According to the new study, 26 states now impose additional fees for electric vehicles, and 11 charge more than what owners would contribute in gas taxes were they driving conventional vehicles. Three states actually sock EV owners with fees that are twice what they’d pay in terms of gas taxes.
Another 12 states are considering the addition of new EV fees, 10 planning fees “fees greater than what a driver on average would pay in gas taxes,” CR reported, and seven states “would ratchet up the fees over time to twice the amount.”
Illinois is one of the latest states to create a special EV fee, an annual payment of $250. It originally was considering a figure of $1,000, but rolled that back in the face of a public outcry. That, said CR, is still about $100 more than the lost gas tax revenues, on average.
Missouri is considering what could become the most onerous of new EV fees, with owners set to be facing payments that would be three times more than the ostensible loss in gas taxes. And the state will increase that to four times the penalty by 2025.
“Obviously, electric vehicles have no consumption that is taxable that makes its way to the Transportation Department,” Senator Gary Romine, who was the main sponsor of the legislation, told Consumer Reports. “These fees would be a way for electric car owners to pay their fair share for maintaining the roads and bridges in the state. We’re not trying to penalize the electric car owner.”
The surge in additional EV fees comes at a time when there’s also growing pushback against EV sales incentives, including the up to $7,500 in federal tax credits buyers can receive, depending on the specific vehicle they purchase. A number of states have enacted their own incentives, though some have cancelled those.
While some federal lawmakers have called for an expansion and extension of the federal credits, that is opposed by the Trump administration.
Meanwhile, Tesla, having hit a sales threshold set by Congress, saw its incentives halved in January and halved again on July 1. They will be eliminated entirely on Jan. 1, 2020. General Motors and Nissan will be the next carmakers to see their incentives phased out.
Few experts argue that battery-car buyers should contribute to highway funds.
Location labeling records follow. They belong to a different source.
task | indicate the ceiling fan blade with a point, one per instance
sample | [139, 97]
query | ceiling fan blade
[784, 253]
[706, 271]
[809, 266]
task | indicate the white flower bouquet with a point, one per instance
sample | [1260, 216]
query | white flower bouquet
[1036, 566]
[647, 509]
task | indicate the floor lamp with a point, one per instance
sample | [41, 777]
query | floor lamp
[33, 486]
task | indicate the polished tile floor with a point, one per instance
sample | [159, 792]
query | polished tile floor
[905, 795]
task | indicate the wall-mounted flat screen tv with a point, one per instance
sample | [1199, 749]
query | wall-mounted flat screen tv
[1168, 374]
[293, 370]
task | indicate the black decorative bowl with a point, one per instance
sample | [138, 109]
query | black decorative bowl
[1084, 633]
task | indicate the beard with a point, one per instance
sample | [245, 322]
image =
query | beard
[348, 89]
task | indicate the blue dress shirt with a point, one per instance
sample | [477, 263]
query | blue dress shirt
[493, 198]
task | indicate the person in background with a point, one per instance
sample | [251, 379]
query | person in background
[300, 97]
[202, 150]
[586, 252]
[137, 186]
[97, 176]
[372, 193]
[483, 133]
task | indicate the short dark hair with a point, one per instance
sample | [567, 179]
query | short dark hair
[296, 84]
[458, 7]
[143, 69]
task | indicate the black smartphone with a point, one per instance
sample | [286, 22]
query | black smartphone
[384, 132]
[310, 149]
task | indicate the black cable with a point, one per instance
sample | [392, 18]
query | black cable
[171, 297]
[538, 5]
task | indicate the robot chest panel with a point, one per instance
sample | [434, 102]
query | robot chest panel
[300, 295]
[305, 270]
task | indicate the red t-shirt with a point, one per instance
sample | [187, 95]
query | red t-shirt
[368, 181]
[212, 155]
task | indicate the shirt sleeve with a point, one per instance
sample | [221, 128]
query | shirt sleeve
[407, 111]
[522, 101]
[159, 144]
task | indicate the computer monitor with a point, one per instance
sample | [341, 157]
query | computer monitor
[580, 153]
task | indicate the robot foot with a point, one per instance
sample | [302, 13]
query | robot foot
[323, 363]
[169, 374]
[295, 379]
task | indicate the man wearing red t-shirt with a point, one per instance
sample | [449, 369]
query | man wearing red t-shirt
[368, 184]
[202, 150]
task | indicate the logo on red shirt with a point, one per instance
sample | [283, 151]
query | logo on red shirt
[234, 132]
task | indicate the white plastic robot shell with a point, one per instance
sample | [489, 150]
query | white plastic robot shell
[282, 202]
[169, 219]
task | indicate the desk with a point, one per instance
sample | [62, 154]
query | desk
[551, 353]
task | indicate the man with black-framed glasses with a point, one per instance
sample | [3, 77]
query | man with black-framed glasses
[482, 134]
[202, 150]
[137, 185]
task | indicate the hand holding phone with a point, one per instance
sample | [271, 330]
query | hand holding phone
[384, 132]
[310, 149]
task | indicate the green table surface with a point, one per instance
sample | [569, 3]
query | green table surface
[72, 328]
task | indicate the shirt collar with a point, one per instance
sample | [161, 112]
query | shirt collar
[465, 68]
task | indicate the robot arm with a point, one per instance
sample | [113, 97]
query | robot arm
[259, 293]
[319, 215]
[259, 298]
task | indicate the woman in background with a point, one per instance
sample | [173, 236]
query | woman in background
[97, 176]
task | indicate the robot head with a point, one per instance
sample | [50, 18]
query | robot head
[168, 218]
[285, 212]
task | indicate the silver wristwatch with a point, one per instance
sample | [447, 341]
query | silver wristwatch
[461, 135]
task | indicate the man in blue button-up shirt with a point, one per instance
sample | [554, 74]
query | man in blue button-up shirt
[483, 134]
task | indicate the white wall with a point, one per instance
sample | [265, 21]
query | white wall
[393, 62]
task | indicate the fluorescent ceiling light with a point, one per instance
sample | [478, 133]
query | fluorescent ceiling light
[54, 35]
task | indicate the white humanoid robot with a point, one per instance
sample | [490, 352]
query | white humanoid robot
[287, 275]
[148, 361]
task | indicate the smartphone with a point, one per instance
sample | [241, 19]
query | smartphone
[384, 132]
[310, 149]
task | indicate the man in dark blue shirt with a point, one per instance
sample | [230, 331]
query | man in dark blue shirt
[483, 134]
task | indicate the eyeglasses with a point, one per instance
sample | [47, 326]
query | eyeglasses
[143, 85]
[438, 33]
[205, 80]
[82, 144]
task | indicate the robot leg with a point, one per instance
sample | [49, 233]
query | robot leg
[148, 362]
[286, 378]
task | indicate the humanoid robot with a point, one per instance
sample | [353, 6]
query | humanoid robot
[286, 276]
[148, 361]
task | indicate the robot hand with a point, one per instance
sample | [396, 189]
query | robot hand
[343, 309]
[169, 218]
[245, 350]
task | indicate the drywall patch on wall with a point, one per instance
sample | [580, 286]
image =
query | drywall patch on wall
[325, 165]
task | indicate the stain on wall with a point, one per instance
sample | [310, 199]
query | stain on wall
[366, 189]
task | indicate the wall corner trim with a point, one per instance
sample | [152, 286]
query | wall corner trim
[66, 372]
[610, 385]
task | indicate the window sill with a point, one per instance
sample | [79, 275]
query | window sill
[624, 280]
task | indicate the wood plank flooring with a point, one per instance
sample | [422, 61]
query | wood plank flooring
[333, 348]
And Nicolas Loris, an economist with the conservative Heritage Foundation, said “It is literally highway robbery that EV owners don’t pay into the system.”
But EV proponents contend they should face no more than an equivalent level of fees to make up for the gas taxes they don’t pay. And some argue that, at least for now, reduced fees are justified in order to boost demand for vehicles that don’t contribute to air pollution and global warming.
“These increasingly onerous fees undermine the fundamental economics of electrifying the transportation sector,” Max Baumhefner, a staff attorney of the climate and energy program at the Natural Resources Defense Council, told CR.